SF may settle in wrongful death lawsuits


Matt Dorsey, a spokesman for City Attorney Dennis Herrera, said the board gave approval on first reading to a $1,695,000 settlement with the family of David Douma, 61, of Michigan, and a $150,000 settlement with the family of Nicholas Torrico, 26, of Seattle.

The settlements will not become final until they are approved by the board on a second reading and signed by Mayor Gavin Newsom, Dorsey said. Douma was injured in a San Francisco taxicab crash Nov. 11, 2006, and died of complications in Michigan about a month later.

His family's San Francisco Superior Court lawsuit alleged that misdiagnosis and improper care at San Francisco General Hospital, where he was initially treated, contributed to his death.

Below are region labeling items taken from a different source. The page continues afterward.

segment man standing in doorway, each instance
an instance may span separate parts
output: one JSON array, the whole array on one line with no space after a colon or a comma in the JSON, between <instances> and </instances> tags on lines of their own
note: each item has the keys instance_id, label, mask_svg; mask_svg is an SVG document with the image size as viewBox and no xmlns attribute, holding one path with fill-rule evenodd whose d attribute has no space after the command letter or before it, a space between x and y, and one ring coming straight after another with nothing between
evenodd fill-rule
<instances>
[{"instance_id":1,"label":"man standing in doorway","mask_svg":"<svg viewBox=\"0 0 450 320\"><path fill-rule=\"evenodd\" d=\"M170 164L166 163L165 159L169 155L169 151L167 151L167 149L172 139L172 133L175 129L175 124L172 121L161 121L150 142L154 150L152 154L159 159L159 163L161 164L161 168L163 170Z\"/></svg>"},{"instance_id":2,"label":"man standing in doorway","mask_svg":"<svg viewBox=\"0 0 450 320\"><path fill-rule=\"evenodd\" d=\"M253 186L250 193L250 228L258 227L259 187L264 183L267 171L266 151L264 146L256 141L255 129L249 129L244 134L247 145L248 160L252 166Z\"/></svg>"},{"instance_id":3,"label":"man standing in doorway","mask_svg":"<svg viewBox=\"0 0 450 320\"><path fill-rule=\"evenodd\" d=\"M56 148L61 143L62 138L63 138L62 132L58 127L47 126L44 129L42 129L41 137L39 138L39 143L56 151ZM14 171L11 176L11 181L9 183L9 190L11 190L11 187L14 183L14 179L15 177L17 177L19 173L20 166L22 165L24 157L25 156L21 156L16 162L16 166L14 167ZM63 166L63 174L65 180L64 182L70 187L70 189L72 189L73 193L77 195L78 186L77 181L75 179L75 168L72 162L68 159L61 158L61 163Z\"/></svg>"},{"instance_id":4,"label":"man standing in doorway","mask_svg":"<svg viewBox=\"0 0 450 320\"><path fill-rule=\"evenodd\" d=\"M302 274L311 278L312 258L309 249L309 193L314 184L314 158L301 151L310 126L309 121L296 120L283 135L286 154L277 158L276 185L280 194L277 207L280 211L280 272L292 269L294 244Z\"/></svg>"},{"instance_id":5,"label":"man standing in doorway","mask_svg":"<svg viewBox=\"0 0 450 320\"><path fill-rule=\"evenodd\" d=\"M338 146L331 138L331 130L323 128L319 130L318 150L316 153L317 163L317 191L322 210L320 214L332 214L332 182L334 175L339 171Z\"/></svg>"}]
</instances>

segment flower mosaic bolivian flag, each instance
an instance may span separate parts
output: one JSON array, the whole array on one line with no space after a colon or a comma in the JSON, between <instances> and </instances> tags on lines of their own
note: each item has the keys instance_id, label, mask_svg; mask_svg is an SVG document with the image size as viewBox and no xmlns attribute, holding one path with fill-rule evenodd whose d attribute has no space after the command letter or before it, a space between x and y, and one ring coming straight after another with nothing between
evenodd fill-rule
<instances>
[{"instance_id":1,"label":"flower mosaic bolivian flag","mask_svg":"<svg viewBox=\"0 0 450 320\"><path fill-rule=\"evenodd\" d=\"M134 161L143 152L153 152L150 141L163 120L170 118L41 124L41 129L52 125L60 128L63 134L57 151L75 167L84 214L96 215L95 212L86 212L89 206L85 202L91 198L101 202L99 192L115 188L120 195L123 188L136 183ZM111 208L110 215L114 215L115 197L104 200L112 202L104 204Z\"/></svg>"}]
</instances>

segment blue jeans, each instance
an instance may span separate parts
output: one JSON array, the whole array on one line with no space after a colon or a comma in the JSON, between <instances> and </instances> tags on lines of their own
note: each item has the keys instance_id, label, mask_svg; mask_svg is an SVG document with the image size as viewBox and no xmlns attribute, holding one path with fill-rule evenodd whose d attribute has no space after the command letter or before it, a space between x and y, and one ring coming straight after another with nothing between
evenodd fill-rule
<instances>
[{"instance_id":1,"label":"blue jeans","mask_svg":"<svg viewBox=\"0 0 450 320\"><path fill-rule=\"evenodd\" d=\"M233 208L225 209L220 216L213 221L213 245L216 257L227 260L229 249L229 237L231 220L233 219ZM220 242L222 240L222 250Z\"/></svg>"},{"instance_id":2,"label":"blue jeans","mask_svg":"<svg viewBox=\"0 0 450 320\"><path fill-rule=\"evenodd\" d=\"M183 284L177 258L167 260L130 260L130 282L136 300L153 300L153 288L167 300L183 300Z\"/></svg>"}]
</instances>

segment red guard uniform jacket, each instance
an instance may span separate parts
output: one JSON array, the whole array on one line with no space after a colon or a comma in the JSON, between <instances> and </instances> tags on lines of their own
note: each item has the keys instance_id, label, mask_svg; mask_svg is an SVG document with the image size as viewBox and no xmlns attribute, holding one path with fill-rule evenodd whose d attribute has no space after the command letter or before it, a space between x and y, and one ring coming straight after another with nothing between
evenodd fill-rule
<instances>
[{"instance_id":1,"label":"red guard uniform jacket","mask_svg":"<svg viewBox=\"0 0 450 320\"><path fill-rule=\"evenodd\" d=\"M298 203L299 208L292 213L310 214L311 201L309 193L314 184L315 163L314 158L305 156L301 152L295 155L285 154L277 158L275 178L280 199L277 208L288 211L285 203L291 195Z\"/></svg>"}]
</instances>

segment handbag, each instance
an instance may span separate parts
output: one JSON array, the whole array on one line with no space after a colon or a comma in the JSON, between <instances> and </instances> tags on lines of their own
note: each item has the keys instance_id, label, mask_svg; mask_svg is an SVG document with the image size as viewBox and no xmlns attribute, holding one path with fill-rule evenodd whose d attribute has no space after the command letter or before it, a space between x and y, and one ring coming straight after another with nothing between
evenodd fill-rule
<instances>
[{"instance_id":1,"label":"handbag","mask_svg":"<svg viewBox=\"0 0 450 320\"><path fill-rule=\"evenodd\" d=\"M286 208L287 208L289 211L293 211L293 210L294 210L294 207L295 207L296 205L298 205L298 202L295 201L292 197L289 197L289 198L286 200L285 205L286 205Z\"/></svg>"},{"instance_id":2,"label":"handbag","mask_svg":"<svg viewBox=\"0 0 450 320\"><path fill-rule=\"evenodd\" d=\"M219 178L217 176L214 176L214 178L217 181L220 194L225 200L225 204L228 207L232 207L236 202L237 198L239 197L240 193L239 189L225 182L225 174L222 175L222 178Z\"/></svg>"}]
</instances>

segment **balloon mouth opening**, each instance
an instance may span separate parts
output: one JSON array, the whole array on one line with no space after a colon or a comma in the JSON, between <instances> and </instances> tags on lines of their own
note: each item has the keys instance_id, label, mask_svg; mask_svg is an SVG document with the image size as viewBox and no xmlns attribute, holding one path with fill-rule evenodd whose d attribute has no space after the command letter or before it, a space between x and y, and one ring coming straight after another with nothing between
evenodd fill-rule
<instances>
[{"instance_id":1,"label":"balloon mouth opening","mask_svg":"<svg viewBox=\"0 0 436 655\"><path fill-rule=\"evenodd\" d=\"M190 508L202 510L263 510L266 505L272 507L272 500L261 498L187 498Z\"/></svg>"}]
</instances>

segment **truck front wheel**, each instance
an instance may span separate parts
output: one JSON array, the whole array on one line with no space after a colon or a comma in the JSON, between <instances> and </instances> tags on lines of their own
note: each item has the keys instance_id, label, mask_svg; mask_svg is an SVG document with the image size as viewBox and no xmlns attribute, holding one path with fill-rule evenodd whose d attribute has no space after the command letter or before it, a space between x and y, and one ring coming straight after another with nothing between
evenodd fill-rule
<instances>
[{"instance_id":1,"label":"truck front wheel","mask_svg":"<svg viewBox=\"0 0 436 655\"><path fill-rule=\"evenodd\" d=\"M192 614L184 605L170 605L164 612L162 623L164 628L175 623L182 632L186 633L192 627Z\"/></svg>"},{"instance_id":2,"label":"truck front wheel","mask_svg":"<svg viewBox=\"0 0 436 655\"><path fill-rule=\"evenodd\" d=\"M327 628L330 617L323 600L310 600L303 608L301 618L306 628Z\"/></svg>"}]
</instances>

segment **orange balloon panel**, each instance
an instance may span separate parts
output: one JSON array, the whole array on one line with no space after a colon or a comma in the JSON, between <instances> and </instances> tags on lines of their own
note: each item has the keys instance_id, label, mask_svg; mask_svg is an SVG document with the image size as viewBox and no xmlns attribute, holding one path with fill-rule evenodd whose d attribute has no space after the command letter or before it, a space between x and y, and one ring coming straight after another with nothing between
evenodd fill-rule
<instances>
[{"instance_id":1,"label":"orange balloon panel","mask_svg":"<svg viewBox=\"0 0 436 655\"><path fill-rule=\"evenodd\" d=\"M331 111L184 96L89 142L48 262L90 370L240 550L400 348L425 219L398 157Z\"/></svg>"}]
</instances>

Torrico's family sued in federal court after he fell to his death from a rooftop during a failed rescue attempt by a San Francisco firefighter Oct. 12, 2006.

The lawsuit alleged that fire Lt. Victor Wyrsch was reckless and ignored fire department command structure and safety protocol when he grabbed Torrico in an attempt to pull him off the ledge of a four-story Nob Hill apartment building.

Torrico had climbed up the building's fire escape, removed his shoes, and sat on a slanted tile outcropping when Wyrsch tried to pull him to safety. During a struggle, Wyrsch lost his grip and Torrico fell to the ground and died, according to court documents.

Fire officials defended Wyrsch's actions, and a San Francisco medical examiner's report concluded that Torrico's death was either an accident or suicide and that there was no evidence of criminal wrongdoing on Wyrsch's part.

The proposed $150,000 settlement of the case was recommended by Herrera and by fire Chief Joanne Hayes-White, although the city Fire Commission voted unanimously not to recommend the settlement.

Dorsey said the city doesn't admit to liability in either of the settlements.

But he said, "In both cases, we believe the settlements are fair and prudent and we hope they will enable the families to find some measure of closure in what we know are difficult tragedies."